When Joe and I travelled around the ‘Stan’s (that were formerly part of the Soviet Union), we were kind of surprised to see so many Koreans. How did they all get there? We met Sergey Lee on the bus from Bishkek to Tashkent. He took us to his mom’s flat where she fed us pelmeni/mandoo (dumplings), naan, kimchi and tomato salad. He himself had to hurry back to Nukus (in the hinterlands of Uzbekistan). ‘Why do you not look for a job in Tashkent?’ I asked, since he was obviously intelligent, and spoke English.
“My grandmother is in Nukus, and I have to look after her. She doesn’t want to leave Nukus, because that’s where my uncle (her son) and other family members are buried.”
I knew vaguely that Stalin had a pogrom in the 1930’s that shipped ethnic Koreans from far east Russia (i.e. near Vladivostok) into what are now Uzbekistan, Kazahkstan, etc., but the whole heart-wrenching story is eloquently told in the movie. The movie focuses on Kazahkstan, but I assume the turn of events was similar in Uzbekistan.
For the average person in California or the rest of the ‘known’ world’, you might think, “Why would I care or be interested in this?”
I wouldn’t be able to answer that; after all my own curiosity stems from having visited the ‘Stan’s and meeting Sergey. (The filmmaker, David Chung, was inspired to make the movie based on a similar curiousity when he went to visit Kazahkstan, but closer to home, since I think he’s Korean-American.)
In watching the movie, I was struck by the parallels of history repeating itself, not only across time, but in different places.

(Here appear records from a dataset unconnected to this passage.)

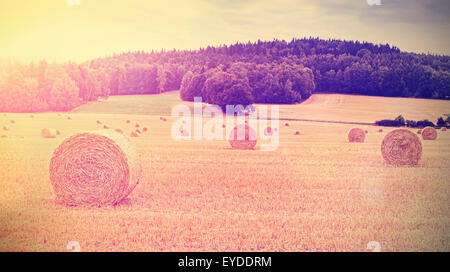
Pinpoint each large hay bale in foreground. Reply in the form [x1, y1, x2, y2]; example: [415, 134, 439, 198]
[381, 129, 422, 166]
[42, 128, 58, 138]
[228, 124, 257, 150]
[49, 130, 141, 206]
[422, 127, 437, 140]
[348, 128, 365, 143]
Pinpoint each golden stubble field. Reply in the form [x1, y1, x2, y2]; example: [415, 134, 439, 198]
[0, 93, 449, 251]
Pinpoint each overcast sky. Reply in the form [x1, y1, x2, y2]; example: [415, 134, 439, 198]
[0, 0, 449, 62]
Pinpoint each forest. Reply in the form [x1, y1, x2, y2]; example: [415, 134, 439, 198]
[1, 38, 449, 112]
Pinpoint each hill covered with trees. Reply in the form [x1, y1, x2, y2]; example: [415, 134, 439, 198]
[1, 38, 449, 112]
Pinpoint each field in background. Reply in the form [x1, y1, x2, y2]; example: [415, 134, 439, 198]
[0, 92, 449, 251]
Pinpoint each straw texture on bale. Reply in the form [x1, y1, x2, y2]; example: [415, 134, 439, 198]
[49, 130, 141, 206]
[42, 128, 58, 138]
[348, 128, 365, 143]
[422, 127, 437, 140]
[228, 124, 257, 150]
[381, 129, 422, 166]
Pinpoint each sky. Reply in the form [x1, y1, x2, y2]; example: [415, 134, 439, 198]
[0, 0, 449, 63]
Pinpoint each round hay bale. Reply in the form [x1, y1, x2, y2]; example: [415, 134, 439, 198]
[264, 127, 273, 136]
[378, 129, 383, 133]
[285, 123, 289, 127]
[2, 126, 8, 131]
[97, 120, 102, 124]
[422, 127, 437, 140]
[142, 127, 148, 132]
[103, 125, 109, 129]
[294, 131, 300, 135]
[115, 128, 124, 134]
[381, 129, 422, 166]
[56, 130, 61, 135]
[365, 130, 368, 134]
[348, 128, 366, 143]
[30, 114, 34, 118]
[67, 116, 72, 120]
[417, 129, 422, 135]
[1, 135, 7, 138]
[228, 124, 257, 150]
[441, 127, 447, 131]
[222, 124, 226, 128]
[42, 128, 58, 138]
[49, 130, 141, 206]
[10, 120, 15, 124]
[135, 129, 141, 134]
[130, 131, 139, 137]
[126, 120, 131, 124]
[181, 130, 189, 137]
[135, 124, 140, 128]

Stalin uprooting the Koreans with three day’s notice and sending them on a month-long train-ride west . . . Japanese on the West-Coast sent to internment camps. Arriving in the steppes with no provision of shelter, food, supplies, etc doomed many Koreans to death in the harsh, frigid winters . . . . like sending Jews to Auschwitz, but having nature do the work of the gas chambers.
Korean theatre troupes in Kazahkstan having their repetoire restricted to ‘revolutionary’ (another word for ‘politically-correct’) plays . . . in China during the Cultural Revolution one could only see plays like “White-haired Maiden” or propaganda works authorized by Jiang Qing. Prohibition of teaching Korean in Korean schools and burning Korean textbooks in Kazakhstan . . . well, I don’t think there’s any countries where this hasn’t happened.

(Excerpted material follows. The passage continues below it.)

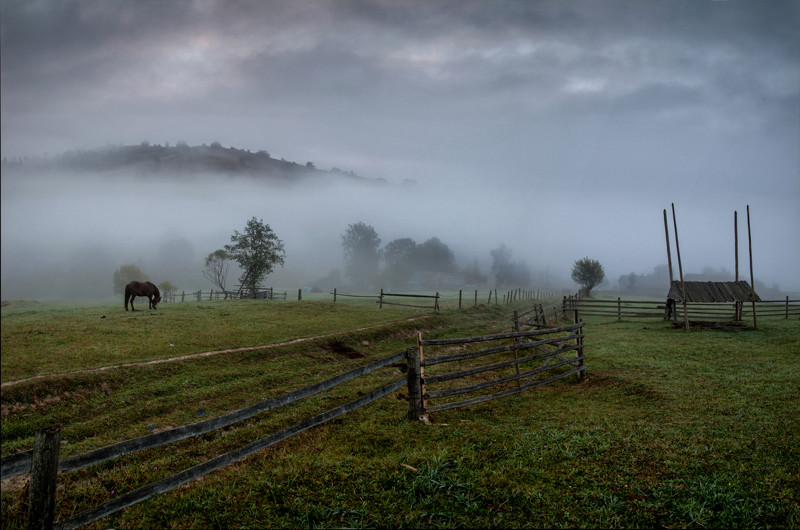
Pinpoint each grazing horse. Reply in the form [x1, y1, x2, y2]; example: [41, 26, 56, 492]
[124, 281, 161, 311]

Kimchee becoming part of the national cuisine of the ‘Stan’s . . . Sushi is part of the national cuisine of Brazil; chicken tikka has eclipsed fish and chips as Britain’s fast food.

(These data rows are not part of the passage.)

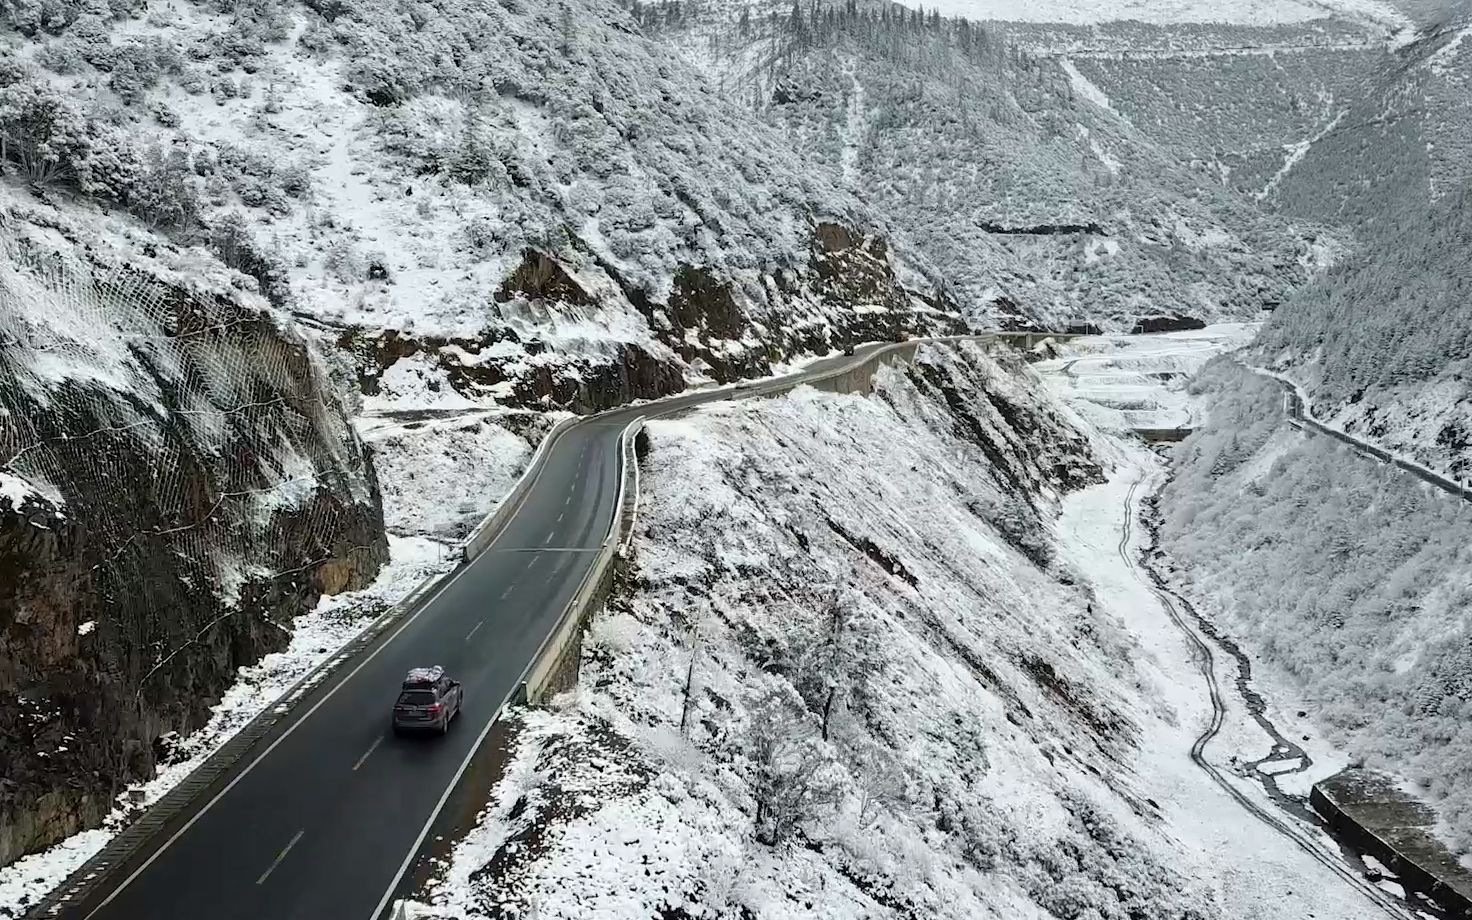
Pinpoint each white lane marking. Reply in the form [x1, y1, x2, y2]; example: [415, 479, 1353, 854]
[556, 511, 565, 523]
[543, 528, 556, 545]
[499, 585, 514, 599]
[255, 829, 304, 885]
[464, 620, 484, 642]
[564, 493, 572, 506]
[79, 528, 494, 920]
[352, 735, 384, 772]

Oddly enough, because the Korean that’s still spoken by the old-timers in Kazakhstan has died out in today’s North/South Korea, they are of interest to linguists and anthropologists. Similarly, if you want to learn about ‘traditional’ Toishan language and customs, you’re better off looking in the original Chinatowns of the west coast, rather than in Guangdong province.